Essa parceria permitiu que o Mama Shelter se expandisse rapidamente para outros países. Depois de Istambul e de Los Angeles, um Mama Shelter será inaugurado no Rio de Janeiro daqui a três meses.

"Nossa meta é de 15 estabelecimentos até 2020", afirma Trigano.

Um estímulo

O ponto em comum entre todos esses conceitos é que eles não se reconhecem no sistema de classificação em estrelas, que continua sendo a referência dos grandes grupos. Sem concièrges e com poucos funcionários, muitas vezes limitados a um chuveiro no banheiro, eles não podem aspirar às melhores notas. Mas eles não estão preocupados.

"Ter boas avaliações em sites como TripAdvisor ou Booking permitiu que ficássemos conhecidos e lotados desde que abrimos", afirma Devys.

A internet mudou tudo no setor de hotelaria, que  até então era muito tranquilo. "Agora podemos ver os quartos, o bar, os pratos, fazer comparações em poucos segundos. Todos se tornaram decoradores e críticos gastronômicos", diz Trigano.

Apesar de seu sucesso, a Motel One e seus seguidores continuam atuando em nichos no mercado da hotelaria, bem atrás dos líderes. A AccorHotels, que administra 14 marcas, abre dois novos estabelecimentos a cada três dias. O grupo hoje conta com 3.900 unidades em 92 países.

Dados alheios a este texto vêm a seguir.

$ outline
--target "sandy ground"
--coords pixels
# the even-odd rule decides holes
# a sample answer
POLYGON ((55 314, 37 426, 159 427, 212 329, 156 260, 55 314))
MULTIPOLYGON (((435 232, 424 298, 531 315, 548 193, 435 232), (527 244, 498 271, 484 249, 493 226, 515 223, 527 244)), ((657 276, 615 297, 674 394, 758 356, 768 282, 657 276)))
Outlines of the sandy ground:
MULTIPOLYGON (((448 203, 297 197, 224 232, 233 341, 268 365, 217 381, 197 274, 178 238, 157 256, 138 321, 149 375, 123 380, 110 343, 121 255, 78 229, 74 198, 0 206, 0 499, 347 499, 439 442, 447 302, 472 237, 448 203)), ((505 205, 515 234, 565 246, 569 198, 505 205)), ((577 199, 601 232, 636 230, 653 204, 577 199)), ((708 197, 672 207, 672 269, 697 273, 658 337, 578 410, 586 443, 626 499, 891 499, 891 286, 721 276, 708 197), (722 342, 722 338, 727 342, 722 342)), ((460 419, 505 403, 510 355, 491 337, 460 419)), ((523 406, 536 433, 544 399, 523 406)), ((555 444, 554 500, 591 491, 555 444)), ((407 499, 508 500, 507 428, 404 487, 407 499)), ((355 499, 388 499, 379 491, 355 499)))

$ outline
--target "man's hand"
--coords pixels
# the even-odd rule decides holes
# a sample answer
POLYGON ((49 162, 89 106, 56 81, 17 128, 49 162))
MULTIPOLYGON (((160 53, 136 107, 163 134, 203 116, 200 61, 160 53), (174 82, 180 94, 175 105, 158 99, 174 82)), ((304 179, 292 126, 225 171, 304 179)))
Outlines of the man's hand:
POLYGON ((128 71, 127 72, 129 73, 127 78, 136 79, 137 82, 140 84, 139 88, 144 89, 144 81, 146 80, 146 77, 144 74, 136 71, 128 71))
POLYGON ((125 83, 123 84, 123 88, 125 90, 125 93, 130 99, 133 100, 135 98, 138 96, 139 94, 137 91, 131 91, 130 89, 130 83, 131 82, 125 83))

Teria o elefante sentido as picadas dos mosquitos?

"Esses novos atores nos estimulam", admite Vivek Badrinath, vice-diretor da AccorHotels. "Ainda que seja fácil ter altas taxas de ocupação instalando-se unicamente nos centros das grandes capitais, o sucesso deles mostra que os clientes querem opções menos padronizadas."

E é por isso que o grupo francês tem desenvolvido fórmulas onde cada estabelecimento tem sua característica particular, como Mercure, M Gallery e, sobretudo, o Ibis Style, uma rede que confia a decoração de cada um de seus hotéis a um designer.